Etes-vous surpris par le tournant pris par l'intervention française ?.
Je ne suis malheureusement pas surpris puisque la situation actuelle sur le terrain découle de la logique même de cette action. Dans ce cas précis, l'humanitaire, le politique, le militaire... tout a été mélangé. De fait, cela ne pouvait donc aboutir à ce que l'on voit et entend aujourd'hui. On ne peut pas faire de l'humanitaire quand on fait une mauvaise politique et surtout quand on ne veut pas en changer. C'est très bien de sauver des vies humaines, et je m'en félicite, mais dans le même temps, on protège des criminels qui, demain comme hier, peuvent massacrer des milliers de personnes. Notre refus n'est pas d'aujourd'hui. Il y a plus d'un mois, j'avais rencontré le président de la République et je lui avais dit tout le mal que je pensais de la politique française au Rwanda. Une politique qui soutenait déjà des assassins et un régime corrompu et dictatorial. Et deux semaines avant l'intervention, j'avais, au cours d'un entretien avec Edouard Balladur, souligné combien cette action allait être périlleuse. Les faits nous ont donné raison.
Quelle solution préconisez-vous désormais ?
Que la France s'en aille ! Il est plus que temps de laisser la place aux troupes de la MINUAR. C'est la seule solution viable. La France est trop empêtrée dans ce bourbier, non seulement au Rwanda, mais j'ajouterais, dans l'ensemble des pays d'Afrique que nous continuons de soutenir.
Vous parlez de bourbier, le député RPR Jacques Baumel évoque lui le Vietnam…
Le Vietnam, je ne sais pas… mais en tout cas cette opération ne va déboucher sur rien sinon que de laisser au pouvoir des gens qui sont une catastrophe pour le continent entier.
N'avez-vous le sentiment qu'une fois plus, l'opinion publique a été manipulée ?
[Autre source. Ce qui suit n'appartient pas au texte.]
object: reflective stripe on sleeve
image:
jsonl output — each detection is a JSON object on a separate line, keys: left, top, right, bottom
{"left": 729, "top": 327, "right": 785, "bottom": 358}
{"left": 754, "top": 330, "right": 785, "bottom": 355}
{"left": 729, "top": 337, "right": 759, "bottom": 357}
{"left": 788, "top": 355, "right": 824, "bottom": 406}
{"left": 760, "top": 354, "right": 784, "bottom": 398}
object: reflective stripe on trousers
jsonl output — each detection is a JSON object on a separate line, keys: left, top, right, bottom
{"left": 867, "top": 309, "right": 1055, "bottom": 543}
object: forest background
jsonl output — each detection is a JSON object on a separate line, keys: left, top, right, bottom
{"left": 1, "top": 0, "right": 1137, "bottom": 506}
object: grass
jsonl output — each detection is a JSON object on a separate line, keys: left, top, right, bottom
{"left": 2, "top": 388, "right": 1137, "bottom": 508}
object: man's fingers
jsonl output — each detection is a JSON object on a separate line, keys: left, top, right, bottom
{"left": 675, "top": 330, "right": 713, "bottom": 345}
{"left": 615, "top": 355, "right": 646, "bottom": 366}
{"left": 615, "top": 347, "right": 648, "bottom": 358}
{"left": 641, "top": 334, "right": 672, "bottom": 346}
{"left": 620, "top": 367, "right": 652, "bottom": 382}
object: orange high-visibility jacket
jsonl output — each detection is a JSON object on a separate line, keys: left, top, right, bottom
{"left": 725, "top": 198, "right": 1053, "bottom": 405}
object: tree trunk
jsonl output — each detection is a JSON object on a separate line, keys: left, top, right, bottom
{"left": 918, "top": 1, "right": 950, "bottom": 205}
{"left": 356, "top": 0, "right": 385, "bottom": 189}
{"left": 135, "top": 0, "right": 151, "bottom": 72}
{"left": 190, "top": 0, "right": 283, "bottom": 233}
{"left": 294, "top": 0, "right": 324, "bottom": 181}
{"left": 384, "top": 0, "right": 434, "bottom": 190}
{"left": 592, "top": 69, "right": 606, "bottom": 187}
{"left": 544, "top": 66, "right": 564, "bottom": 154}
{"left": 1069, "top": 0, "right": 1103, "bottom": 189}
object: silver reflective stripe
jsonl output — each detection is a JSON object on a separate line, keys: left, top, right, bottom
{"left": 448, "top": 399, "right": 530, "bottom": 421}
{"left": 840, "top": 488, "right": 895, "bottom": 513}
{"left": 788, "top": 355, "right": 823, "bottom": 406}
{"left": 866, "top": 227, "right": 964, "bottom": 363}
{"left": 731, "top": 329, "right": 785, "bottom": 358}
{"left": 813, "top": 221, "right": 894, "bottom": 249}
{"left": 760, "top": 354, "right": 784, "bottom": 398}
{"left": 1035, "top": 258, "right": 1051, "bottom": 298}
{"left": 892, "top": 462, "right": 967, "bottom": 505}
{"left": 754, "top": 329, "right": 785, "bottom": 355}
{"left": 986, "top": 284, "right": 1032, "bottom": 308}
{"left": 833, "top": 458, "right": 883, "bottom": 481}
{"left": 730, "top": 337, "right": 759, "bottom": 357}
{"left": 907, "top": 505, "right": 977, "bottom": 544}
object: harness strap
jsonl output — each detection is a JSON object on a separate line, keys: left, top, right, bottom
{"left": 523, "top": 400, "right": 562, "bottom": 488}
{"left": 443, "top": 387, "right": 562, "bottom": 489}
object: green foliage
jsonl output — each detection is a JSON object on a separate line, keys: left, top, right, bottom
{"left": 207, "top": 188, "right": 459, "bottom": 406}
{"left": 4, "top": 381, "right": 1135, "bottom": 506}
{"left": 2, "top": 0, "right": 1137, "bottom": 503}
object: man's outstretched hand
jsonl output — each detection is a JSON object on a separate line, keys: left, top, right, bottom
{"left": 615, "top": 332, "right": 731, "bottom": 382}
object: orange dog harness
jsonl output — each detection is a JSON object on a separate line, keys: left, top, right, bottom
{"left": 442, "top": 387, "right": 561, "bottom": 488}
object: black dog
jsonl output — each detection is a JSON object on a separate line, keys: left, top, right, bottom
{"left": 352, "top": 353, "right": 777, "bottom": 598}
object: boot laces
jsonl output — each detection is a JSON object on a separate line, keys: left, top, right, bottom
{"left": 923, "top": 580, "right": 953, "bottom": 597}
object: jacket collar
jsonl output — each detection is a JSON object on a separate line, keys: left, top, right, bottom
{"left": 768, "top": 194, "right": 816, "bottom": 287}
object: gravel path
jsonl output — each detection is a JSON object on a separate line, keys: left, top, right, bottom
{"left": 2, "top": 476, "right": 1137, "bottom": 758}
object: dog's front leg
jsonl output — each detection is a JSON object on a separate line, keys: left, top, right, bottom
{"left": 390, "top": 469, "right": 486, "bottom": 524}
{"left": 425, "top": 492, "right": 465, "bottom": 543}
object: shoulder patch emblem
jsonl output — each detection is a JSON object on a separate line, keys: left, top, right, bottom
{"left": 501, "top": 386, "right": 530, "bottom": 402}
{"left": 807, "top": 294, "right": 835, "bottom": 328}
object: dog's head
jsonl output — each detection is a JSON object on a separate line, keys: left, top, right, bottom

Bien sur, on fait que çà d'ailleurs. Tout le monde vend aujourd'hui de l'humanitaire. Il n'y a pas un département ou un ministère qui n'en fasse pas aujourd'hui ! Mais sous ce pavillon, c'est une toute autre marchandise que l'on amène dans ces pays. C'est pour cette raison que nous avons décidé, nous organisations humanitaires, de créer un collectif afin, non seulement de collecter et d'aider effectivement le peuple rwandais mais aussi de donner notre point de vue. Un point de vue qui, lui, ne prend qu'en compte l'enjeu humanitaire, et aucun autre.